Private equity firm Platinum Equity LP is preparing to make a big jump in its metals service center holdings with the addition of industry giant Ryerson Inc. to its portfolio, which for the past 18 months held the three service center companies in PNA Group Inc.
Beverly Hills, Calif.,-based Platinum Equity signed a deal to pay Ryerson's shareholders a bit more than $1 billion and take on close to $1 billion of the company's debt after an eight-month process set off by hedge fund Harbinger Capital Partners, which blamed Ryerson's board for low share valuation and launched a proxy challenge.
While describing the agreement as definitive, the deal could still fall apart if a better offer were to emerge. And the proxy challenge set for Ryerson's Aug. 23 annual meeting also was still playing out even after the merger agreement was signed at the end of July.
Harbinger executives had questioned the strategy of Ryerson's managers, suggesting the company was underperforming in comparison to other service center companies and proposing its own strategy for boosting Ryerson's share value. Following the agreement with Platinum Equity, a Harbinger spokesman said his company was disappointed with the purchase price.
Ryerson's share price has gyrated all year since Harbinger made its intentions known, going from $23.77 before the launch of the challenge to as high as $44.46 a share in early May, when the board responded to the challenge by starting a strategy review that resulted in contacts with more than 50 possible buyers.
If the Platinum Equity deal ultimately goes through, the management company will pay $34.50 per share in cash for Ryerson's stock. While the transaction was described as not subject to any financing conditions, a spokeswoman declined to respond to questions about whether debt market contractions shortly after the agreement might create problems.
Also questioning the Platinum Equity deal were the Standard & Poor's Rating Service, a division of McGraw-Hill Cos., New York, and class-action law firm Cauley Bowman Carney & Williams PLLC, Little Rock, Ark.
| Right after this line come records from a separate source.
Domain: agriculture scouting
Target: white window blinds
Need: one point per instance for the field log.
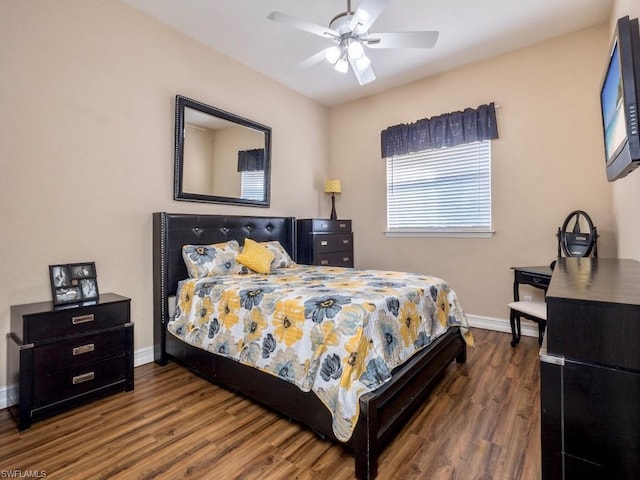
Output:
(252, 185)
(445, 190)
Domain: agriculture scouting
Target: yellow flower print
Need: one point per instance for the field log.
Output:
(254, 324)
(186, 294)
(288, 319)
(354, 364)
(205, 310)
(442, 303)
(409, 323)
(229, 308)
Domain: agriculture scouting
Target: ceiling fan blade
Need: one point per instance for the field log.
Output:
(311, 61)
(303, 25)
(364, 75)
(402, 40)
(366, 13)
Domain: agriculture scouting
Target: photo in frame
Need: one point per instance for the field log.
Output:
(73, 283)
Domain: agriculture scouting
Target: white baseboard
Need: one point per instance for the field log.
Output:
(145, 355)
(528, 328)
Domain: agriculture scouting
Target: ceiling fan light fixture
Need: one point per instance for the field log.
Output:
(342, 65)
(355, 49)
(332, 54)
(363, 62)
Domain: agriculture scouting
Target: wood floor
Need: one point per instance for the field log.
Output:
(482, 422)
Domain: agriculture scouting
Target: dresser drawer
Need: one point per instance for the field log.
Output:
(336, 242)
(75, 381)
(71, 353)
(74, 321)
(326, 226)
(336, 259)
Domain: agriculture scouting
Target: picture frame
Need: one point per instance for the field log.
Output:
(73, 283)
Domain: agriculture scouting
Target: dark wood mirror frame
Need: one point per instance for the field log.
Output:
(216, 116)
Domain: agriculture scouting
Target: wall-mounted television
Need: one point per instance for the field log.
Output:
(619, 97)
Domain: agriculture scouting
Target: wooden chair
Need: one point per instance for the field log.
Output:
(535, 311)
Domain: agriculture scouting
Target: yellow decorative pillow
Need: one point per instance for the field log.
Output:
(255, 256)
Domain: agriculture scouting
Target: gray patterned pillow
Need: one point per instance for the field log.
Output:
(208, 260)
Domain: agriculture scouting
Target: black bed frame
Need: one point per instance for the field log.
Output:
(382, 412)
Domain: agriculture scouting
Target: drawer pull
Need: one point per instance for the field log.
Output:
(82, 319)
(89, 347)
(85, 377)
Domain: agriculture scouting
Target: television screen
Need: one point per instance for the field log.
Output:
(619, 96)
(615, 133)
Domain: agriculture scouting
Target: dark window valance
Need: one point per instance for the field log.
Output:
(251, 160)
(447, 130)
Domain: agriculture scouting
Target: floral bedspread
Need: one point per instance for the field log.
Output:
(336, 331)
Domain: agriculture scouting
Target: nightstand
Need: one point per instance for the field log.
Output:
(59, 357)
(325, 242)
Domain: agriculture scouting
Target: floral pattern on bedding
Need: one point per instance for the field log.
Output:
(336, 331)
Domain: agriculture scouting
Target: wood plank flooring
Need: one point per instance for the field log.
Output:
(481, 422)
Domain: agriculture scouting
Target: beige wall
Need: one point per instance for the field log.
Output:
(86, 149)
(546, 163)
(626, 191)
(86, 143)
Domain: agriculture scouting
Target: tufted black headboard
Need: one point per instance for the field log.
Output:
(171, 231)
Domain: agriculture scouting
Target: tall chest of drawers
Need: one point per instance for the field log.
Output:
(325, 242)
(64, 356)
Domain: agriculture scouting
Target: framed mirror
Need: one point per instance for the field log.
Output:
(220, 157)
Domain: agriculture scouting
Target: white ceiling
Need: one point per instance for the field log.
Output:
(470, 30)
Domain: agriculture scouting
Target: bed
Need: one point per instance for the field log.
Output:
(381, 412)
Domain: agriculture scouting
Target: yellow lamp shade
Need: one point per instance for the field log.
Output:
(332, 186)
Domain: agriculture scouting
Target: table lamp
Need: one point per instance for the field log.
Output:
(333, 187)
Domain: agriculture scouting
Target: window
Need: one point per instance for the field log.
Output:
(444, 191)
(252, 187)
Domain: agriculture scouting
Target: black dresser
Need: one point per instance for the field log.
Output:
(63, 356)
(325, 242)
(590, 371)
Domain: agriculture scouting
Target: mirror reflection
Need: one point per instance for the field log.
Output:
(220, 157)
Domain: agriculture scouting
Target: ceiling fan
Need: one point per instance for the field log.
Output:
(349, 32)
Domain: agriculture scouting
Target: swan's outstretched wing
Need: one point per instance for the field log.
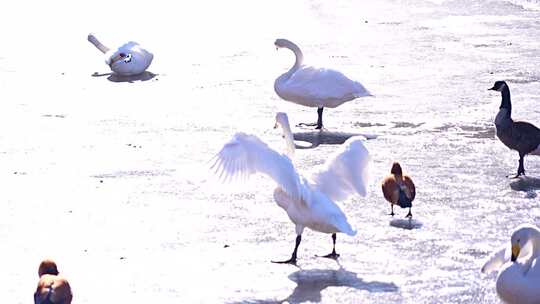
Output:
(345, 172)
(323, 84)
(496, 260)
(246, 154)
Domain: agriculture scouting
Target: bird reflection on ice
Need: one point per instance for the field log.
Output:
(311, 283)
(323, 137)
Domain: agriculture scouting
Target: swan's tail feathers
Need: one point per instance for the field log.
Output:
(495, 261)
(97, 44)
(361, 91)
(346, 228)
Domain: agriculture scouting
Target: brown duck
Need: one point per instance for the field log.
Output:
(521, 136)
(52, 288)
(398, 189)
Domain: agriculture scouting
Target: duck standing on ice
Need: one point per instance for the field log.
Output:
(128, 60)
(398, 189)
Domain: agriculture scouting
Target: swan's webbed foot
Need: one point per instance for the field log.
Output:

The ratings agency said it was reviewing credit and unsecured debt ratings of Ryerson "with negative implications" in light of the leveraged buyout, while the law firm said it was investigating the proposed purchase at an acquisition price discounted to recent stock trades and a 3-percent stock price decline in the wake of the deal.
Ryerson executives said in later filings with the U.S. Securities and Exchange Commission that the agreement also had termination clauses calling for payments ranging between $5 million and $25 million in a variety of scenarios if the Platinum Equity deal falls through.
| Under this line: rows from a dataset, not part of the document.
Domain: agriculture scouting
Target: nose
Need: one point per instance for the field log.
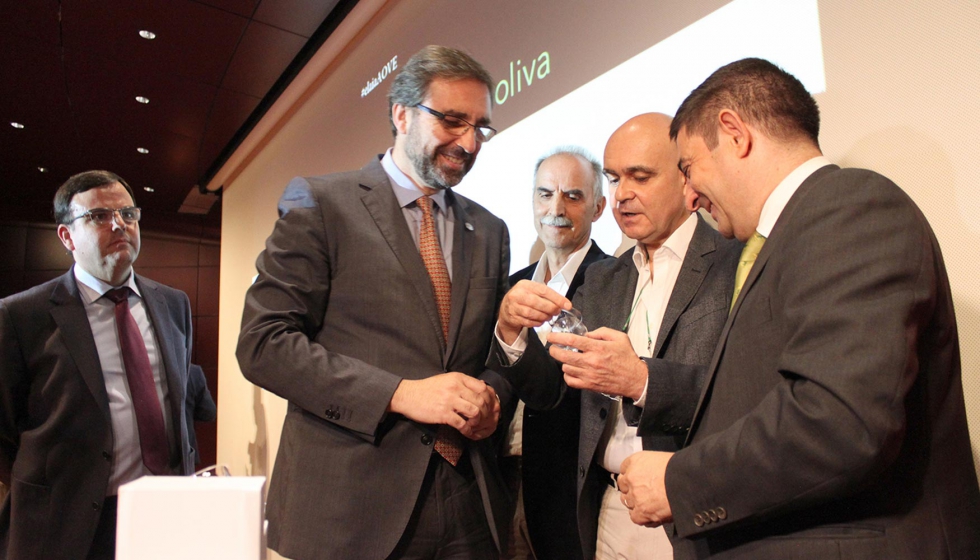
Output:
(622, 192)
(117, 221)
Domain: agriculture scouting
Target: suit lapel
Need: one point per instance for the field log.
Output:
(693, 270)
(68, 313)
(381, 203)
(592, 255)
(462, 249)
(167, 335)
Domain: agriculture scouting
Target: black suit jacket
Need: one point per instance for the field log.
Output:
(695, 314)
(55, 428)
(833, 423)
(341, 312)
(549, 454)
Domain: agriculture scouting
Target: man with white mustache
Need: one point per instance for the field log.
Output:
(372, 315)
(654, 315)
(539, 454)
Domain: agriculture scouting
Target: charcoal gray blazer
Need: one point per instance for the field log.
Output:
(695, 314)
(832, 424)
(341, 312)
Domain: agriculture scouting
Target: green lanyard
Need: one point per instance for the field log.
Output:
(647, 312)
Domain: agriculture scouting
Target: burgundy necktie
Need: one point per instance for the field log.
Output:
(449, 442)
(139, 375)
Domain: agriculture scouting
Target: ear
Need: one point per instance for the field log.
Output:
(64, 234)
(733, 131)
(599, 207)
(399, 116)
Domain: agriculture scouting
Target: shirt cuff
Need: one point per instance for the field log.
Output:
(515, 351)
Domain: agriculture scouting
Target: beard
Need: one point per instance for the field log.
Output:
(557, 221)
(427, 166)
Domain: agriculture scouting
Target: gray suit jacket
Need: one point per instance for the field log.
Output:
(695, 314)
(833, 423)
(341, 312)
(55, 428)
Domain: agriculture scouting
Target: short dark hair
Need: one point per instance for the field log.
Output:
(762, 94)
(582, 154)
(80, 183)
(411, 85)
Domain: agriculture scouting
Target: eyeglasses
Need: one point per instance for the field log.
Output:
(104, 216)
(458, 127)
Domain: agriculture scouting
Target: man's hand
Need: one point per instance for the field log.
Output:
(642, 489)
(605, 363)
(528, 304)
(455, 399)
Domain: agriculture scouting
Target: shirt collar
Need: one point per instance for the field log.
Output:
(405, 190)
(779, 197)
(676, 244)
(92, 288)
(567, 271)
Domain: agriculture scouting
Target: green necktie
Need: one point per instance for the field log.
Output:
(745, 262)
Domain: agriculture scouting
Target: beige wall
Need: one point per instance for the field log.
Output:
(901, 99)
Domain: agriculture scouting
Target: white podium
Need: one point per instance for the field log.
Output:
(211, 518)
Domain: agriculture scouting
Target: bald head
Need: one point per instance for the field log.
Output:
(647, 189)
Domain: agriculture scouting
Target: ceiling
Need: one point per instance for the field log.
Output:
(71, 70)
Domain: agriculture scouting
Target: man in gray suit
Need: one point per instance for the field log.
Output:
(372, 315)
(664, 302)
(94, 374)
(832, 424)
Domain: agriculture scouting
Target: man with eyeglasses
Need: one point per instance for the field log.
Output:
(93, 375)
(372, 315)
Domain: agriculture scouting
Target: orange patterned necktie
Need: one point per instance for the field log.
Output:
(435, 263)
(449, 442)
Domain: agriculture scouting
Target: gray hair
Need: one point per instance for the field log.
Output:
(411, 85)
(585, 156)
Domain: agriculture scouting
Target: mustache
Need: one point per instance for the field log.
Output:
(557, 221)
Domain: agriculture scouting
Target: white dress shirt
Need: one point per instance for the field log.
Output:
(407, 193)
(127, 458)
(650, 298)
(780, 196)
Also still in question is how Atlanta-based PNA Group and Ryerson might operate within Platinum Equity after the agreement is concluded. Ryerson executives said in announcing the agreement that they expected to stay on after the deal was completed, probably in the fourth quarter.
Ryerson operates more than 140 wholly owned or joint-venture facilities in North America, India and China distributing and processing both ferrous and nonferrous metals. The 165-year-old company had sales of $5.9 billion last year.
Platinum Equity executives have declined to talk about any possible plans for integrating PNA Group, which distributes steel beams, plate and flat-rolled products, with Ryerson. The group had annual revenue of about $1.2 billion before Platinum Equity bought it from Germany's TUI AG in early 2006.
"We view this as a standalone company," a Platinum Equity spokesman said of the Ryerson purchase.